Binary vector constructs used for tobacco transformation. a F3′Hir binary vector, pEBis-35SintNtF3′Hir-bar, used for suppression of the endogenous F3′H gene. This vector harbors an inverted repeat of NtF3′H fragments under the control of the CaMV35S promoter, and neomycin phosphotransferase II (nptII) and bialaphos herbicide resistance (bar) as selectable marker genes. b GhDFRox binary vector, pEBisHR-35SgerberaDFR, used for the overexpression of the DFR gene from Gerbera hybrida. This vector harbors a DFR ORF from gerbera under the control of the CaMV35S promoter and hygromycin phosphotransferase (hpt) as a selectable marker gene. c FLS:F3′Hir, GhDFRox binary vector, pEBisBR-35SgerberaDFR-35SintFLS:F3′Hir, containing a DFR ORF from gerbera under the control of the CaMV35S promoter, the inverted repeats of NtFLS and NtF3′H fragments under the control of the CaMV35S promoter, and bialaphos herbicide resistance (bar) as a selectable marker gene

An open reading frame (ORF) of the DFR gene from Gerbera hybrida (Helariutta et al. 1993; accession number Z17221) under the control of the CaMV35S promoter was inserted into a binary vector harboring the hygromycin-resistant gene (hpt) to produce the plasmid pEBisHR-35SgerberaDFR (Fig. 1b). Both the 35Spro-intNtFLS:NtF3′Hir cassette and the 35Spro-gerbera DFR cassette were inserted into a binary vector pEBisBR harboring the bar gene (pEBisBR-35SgerberaDFR-35SintFLS:F3′Hir, Fig. 1c). Each binary vector was transformed into Agrobacterium tumefaciens EHA101 or EHA105 and used for tobacco transformation. Tobacco plants that were aseptically grown from seeds for about one month were transformed via an A. tumefaciens-mediated leaf disc procedure (Horsch et al. 1985), and selected using a medium containing either 5 mg/l of bialaphos or 30 mg/l of hygromycin depending on the binary vector.
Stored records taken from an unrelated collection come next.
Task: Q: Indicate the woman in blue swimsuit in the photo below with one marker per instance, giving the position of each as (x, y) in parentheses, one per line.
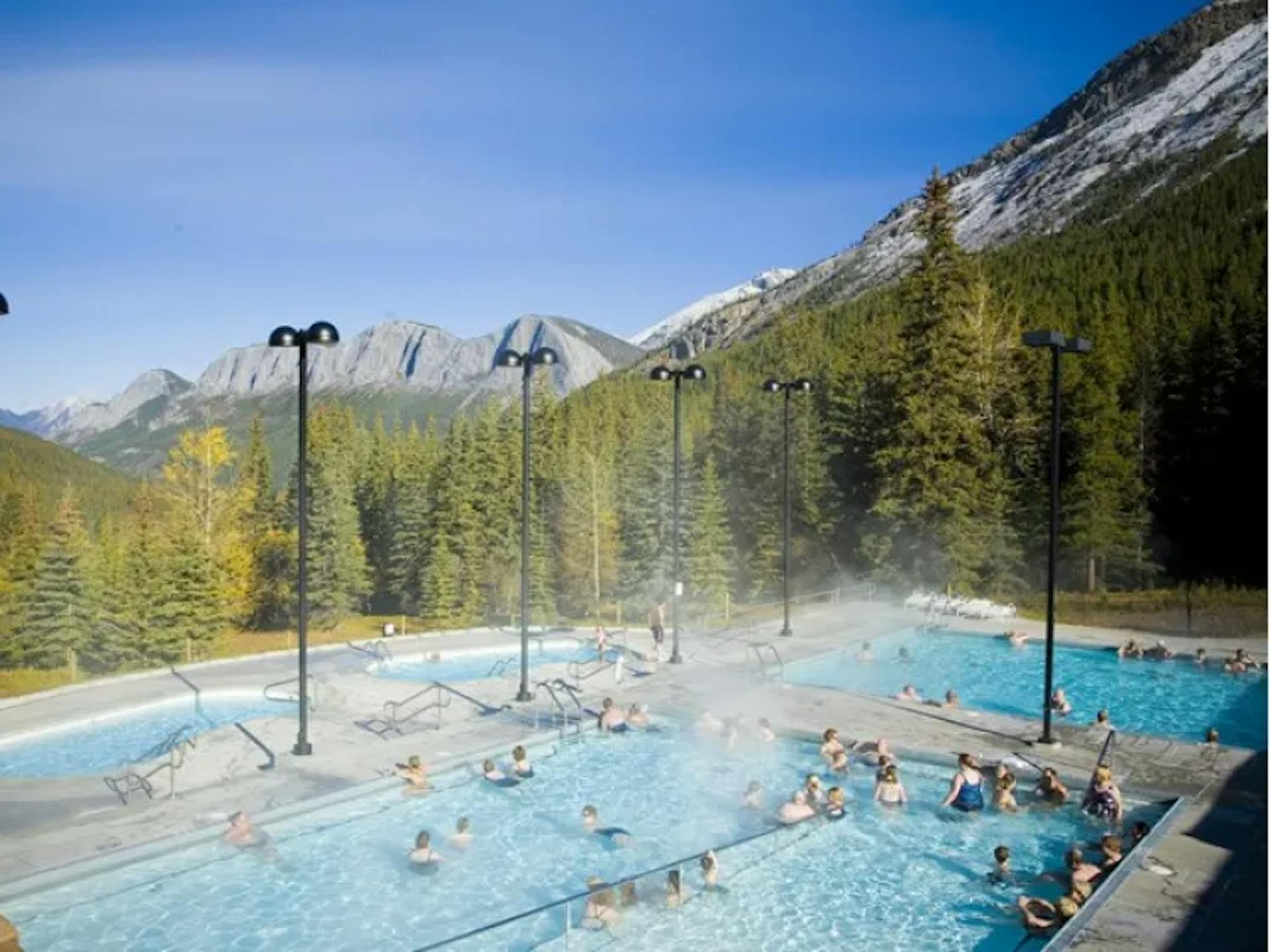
(966, 792)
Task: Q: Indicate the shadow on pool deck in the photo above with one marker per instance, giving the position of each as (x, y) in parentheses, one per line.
(1231, 914)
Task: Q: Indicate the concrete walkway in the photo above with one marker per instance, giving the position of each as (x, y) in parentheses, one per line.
(55, 822)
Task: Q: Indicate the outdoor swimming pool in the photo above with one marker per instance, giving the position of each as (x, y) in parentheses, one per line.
(105, 742)
(1169, 698)
(479, 664)
(342, 883)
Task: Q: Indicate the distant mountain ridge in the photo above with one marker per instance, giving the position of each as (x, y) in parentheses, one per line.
(1165, 98)
(413, 364)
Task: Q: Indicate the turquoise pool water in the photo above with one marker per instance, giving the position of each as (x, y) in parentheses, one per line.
(1169, 698)
(105, 742)
(479, 664)
(911, 879)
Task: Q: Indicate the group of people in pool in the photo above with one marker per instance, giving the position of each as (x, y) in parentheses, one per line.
(1238, 664)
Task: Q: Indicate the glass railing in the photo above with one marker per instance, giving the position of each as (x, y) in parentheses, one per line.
(596, 916)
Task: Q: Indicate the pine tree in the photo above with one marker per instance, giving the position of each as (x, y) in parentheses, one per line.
(56, 608)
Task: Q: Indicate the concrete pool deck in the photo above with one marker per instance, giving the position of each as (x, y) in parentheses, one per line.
(48, 822)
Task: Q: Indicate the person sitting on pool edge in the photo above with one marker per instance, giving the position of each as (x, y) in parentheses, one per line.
(491, 772)
(966, 791)
(1104, 800)
(423, 855)
(888, 790)
(610, 717)
(614, 834)
(795, 810)
(521, 765)
(415, 775)
(1049, 789)
(601, 910)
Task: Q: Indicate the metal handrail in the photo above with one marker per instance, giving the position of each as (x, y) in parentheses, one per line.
(292, 699)
(613, 885)
(762, 661)
(261, 744)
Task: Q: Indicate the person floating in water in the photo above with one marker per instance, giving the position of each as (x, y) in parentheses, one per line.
(423, 855)
(415, 775)
(829, 744)
(966, 791)
(1001, 873)
(1049, 789)
(1104, 800)
(888, 790)
(462, 836)
(614, 834)
(521, 765)
(611, 717)
(491, 772)
(1060, 705)
(795, 810)
(1042, 917)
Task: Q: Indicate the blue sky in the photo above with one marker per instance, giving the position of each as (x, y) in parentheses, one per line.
(177, 178)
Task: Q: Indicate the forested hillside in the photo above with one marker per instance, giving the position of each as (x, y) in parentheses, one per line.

After rooting and acclimatization, the regenerated plants were grown in a greenhouse to set seeds by self-pollination. A T1 transformation line no. 9 (pEBis35SintNtF3′Hir-bar) was reinoculated with pEbisHR-35SgerberaDFR and selected using 30 mg/l of hygromycin. The seeds of transgenic T1 plant lines were sown on a medium containing 5 mg/l of bialaphos and/or 30 mg/l of hygromycin. Resistant plants were transferred to a closed greenhouse to produce flowers and for use in further analyses.

Northern blot analysis

Total RNA was isolated from wild-type and transgenic tobacco at flower developmental stage 3, as defined by Nishihara et al. (2005), using the FastRNA pro GREEN Kit (Q-gene, CA, USA). Five micrograms of total RNAs were subjected to northern blot analysis. Probes for NtF3′H, NtFLS and gerbera DFR genes, were prepared with the PCR-DIG Probe Synthesis Kit (Roche Diagnostics, Germany). Hybridization and detection were performed as described previously (Nakatsuka et al. 2005).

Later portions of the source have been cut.